There is an excellent and, due to our port-intensive itinerary, thus far underutilized tea service in the beautiful Dome observation lounge at 4 p.m. The lounge brews loose-leaf tea accompanied with hourglass timers that indicate mild, medium and bold brews. Bagged teas, coffees and liqueurs are also available, of course.
All that, plus fresh baked pastries and cookies courtesy of the ship’s skilled pastry chef, live piano music from the ship’s talented Gino De Luca, and a view, too!

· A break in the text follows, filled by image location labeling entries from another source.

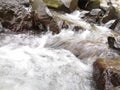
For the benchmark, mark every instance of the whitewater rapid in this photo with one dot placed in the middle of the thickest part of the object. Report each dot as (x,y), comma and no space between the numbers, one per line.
(52,62)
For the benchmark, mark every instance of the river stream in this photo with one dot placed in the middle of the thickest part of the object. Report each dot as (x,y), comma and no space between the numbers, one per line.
(53,62)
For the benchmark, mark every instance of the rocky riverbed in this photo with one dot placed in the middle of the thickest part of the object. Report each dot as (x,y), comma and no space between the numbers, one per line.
(59,45)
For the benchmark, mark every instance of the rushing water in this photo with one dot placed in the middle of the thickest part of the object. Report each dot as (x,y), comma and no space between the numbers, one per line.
(52,62)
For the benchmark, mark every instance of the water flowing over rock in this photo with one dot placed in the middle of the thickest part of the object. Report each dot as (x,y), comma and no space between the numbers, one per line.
(111,14)
(107,74)
(89,4)
(64,5)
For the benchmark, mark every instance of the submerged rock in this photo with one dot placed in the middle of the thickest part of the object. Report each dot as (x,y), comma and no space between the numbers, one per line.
(107,74)
(94,16)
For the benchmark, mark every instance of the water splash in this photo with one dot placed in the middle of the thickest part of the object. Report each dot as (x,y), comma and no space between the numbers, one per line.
(49,62)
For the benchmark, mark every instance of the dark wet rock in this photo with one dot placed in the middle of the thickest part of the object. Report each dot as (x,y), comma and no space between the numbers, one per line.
(88,4)
(13,15)
(1,28)
(110,14)
(42,15)
(94,16)
(64,5)
(113,43)
(106,74)
(116,26)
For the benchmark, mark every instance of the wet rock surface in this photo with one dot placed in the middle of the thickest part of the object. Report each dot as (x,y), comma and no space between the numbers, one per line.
(63,5)
(15,16)
(107,74)
(88,4)
(114,43)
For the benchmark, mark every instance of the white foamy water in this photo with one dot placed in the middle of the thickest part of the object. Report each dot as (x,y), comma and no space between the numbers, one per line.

As a prelude to breakfast or for an afternoon pick-me-up, I’ve been frequenting Paula’s Pantry, the Navigator’s specialty coffee, sandwich, pastry and smoothie bar. The small-batch roasted, organic, fair trade-certified Caffe Milano coffee beans pack a potent punch in their cappuccinos. Soy alternatives are available, a nice touch on a ship this size.
There are delightful caramel and whipped-cream topped frappes, fresh-brewed iced Kusmi teas and a selection of green drinks and daily herbal juice concoctions with turmeric and other therapeutic ingredients. As I type, I’m sipping on one made with apple, lemon and some powerfully zesty fresh ginger.